To verify the reliability and authenticity of RNA-seq, 11 unigenes were selected to detect their expression levels in different treatments using quantitative real-time polymerase chain reaction (qRT-PCR). About 1 μg RNA was used for reverse transcription using PrimeScript RT Reagent Kit (TaKaRa, Kyoto, Japan). The cDNA obtained was quantified by qRT-PCR using FastStart Essential DNA Green Master kit (Roche Diagnostics GmbH, Mannheim, Germany) and QuantStudio 1 System (Applied Biosystems, Foster City, CA). Relative gene expression levels were calculated following the comparative Ct method with the analysis formula 2^−△△Ct. The internal control was the 30S ribosomal protein subunit gene (RPS) [45], and the primer information is listed in Supplementary Table S1. Pearson correlation analysis and linear regression were performed using GraphPad Prism 8.0.2 (www.graphpad.com).

To evaluate the gene expression level in PtSLC24A knockout lines, six unigenes were selected, and the qRT-PCR was performed as described above. The internal control was the RPS, and the primer information is listed in Supplementary Table S2.

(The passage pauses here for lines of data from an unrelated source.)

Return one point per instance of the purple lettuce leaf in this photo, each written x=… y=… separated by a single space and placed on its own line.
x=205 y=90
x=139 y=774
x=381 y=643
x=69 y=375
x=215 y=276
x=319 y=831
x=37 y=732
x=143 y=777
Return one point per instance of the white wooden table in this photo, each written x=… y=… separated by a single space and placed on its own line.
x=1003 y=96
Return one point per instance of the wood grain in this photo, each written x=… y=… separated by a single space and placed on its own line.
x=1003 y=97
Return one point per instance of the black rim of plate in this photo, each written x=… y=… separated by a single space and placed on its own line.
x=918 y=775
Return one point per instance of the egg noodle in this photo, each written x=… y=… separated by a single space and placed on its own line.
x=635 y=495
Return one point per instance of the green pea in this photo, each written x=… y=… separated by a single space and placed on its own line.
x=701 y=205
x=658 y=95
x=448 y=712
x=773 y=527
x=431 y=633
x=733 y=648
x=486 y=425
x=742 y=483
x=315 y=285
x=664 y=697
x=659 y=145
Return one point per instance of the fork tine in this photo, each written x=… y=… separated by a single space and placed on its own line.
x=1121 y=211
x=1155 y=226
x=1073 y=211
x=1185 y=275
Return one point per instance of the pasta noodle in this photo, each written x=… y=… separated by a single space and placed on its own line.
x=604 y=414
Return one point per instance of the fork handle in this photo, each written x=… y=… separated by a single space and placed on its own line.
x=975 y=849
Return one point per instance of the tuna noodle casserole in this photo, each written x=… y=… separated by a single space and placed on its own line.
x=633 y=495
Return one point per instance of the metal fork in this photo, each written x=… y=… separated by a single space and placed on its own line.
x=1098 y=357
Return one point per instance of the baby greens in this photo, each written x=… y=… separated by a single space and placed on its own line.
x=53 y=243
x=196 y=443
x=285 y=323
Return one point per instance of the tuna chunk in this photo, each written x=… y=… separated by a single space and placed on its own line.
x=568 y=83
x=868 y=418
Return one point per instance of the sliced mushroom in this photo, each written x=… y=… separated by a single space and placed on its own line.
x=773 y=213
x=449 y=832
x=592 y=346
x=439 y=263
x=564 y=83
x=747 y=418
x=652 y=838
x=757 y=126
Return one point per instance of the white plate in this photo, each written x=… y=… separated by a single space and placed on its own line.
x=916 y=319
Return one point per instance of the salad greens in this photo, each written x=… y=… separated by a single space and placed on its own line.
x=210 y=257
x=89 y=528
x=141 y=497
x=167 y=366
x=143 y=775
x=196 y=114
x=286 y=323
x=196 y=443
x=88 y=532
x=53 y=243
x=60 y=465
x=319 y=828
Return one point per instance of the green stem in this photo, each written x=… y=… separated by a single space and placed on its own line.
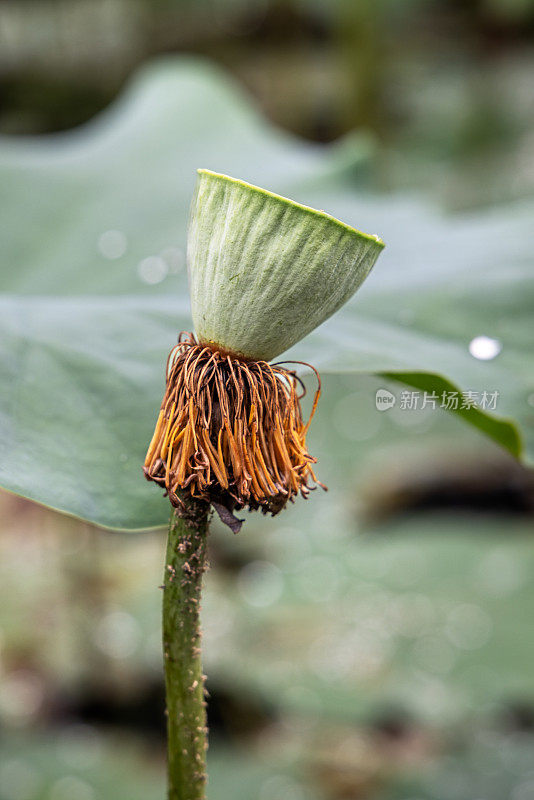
x=184 y=682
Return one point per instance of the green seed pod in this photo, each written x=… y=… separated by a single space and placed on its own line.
x=265 y=271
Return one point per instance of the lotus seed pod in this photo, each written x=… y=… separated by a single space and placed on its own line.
x=265 y=271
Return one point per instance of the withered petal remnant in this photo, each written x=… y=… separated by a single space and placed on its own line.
x=230 y=431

Computational modeling and simulations

The PtSLC24A protein falls within the Na⁺/Ca²⁺ exchanger (NCX) family, with a full length of 651 amino acid residues (UniPort entry: B7S441). It comprises a transmembrane (TM) domain and a large intracellular regulatory domain [46]. The TM domain is the functional unit for ion transport [46], and here its 3D model (covering residues 12–183 and 489–651) was created by AlphaFold Monomer v2.0 pipeline [47]. The TM domain was embedded in a POPC (1-Palmitoyl-2-oleoylphosphatidylcholine) bilayer membrane with explicit solvent of 150 mM NaCl. The Ca²⁺ was positioned at the S_Ca site with reference to the Ca²⁺-loaded crystal structure of NCX from Methanococcus jannaschii [48]. CHARMM-GUI [49] was employed to set up the protein-membrane system and to generate the inputs for molecular dynamics simulations. The built simulation box has a size of 95.2 × 95.2 × 102.8 Å³, containing 224 POPC lipids and 17 094 water molecules. The protein and lipids were described with the AMBER ff19SB and lipids21 force fields, respectively, with the TIP3P model for water [50, 51]. The Ca²⁺ was treated with the multisite ion mode developed by Saxena and Sept [52], whose accuracy has been exemplified in our previous studies [53–56]. The GPU-accelerated version of the AMBER22 pmemd engine [57] was harnessed to perform the simulations. The temperature was maintained at 298.15 K using Langevin thermostat, and the pressure was kept at 1.0 bar with Berendsen barostat. The simulation system reached stable after going through a sequence of energy minimization, heating, and equilibration stages, with diminishing distance/dihedral restraints on the solutes and the Ca²⁺ ion. Two independent simulations were then carried out, each extending up to 700 ns. The last 200 ns of the simulation trajectories were extracted for analysis.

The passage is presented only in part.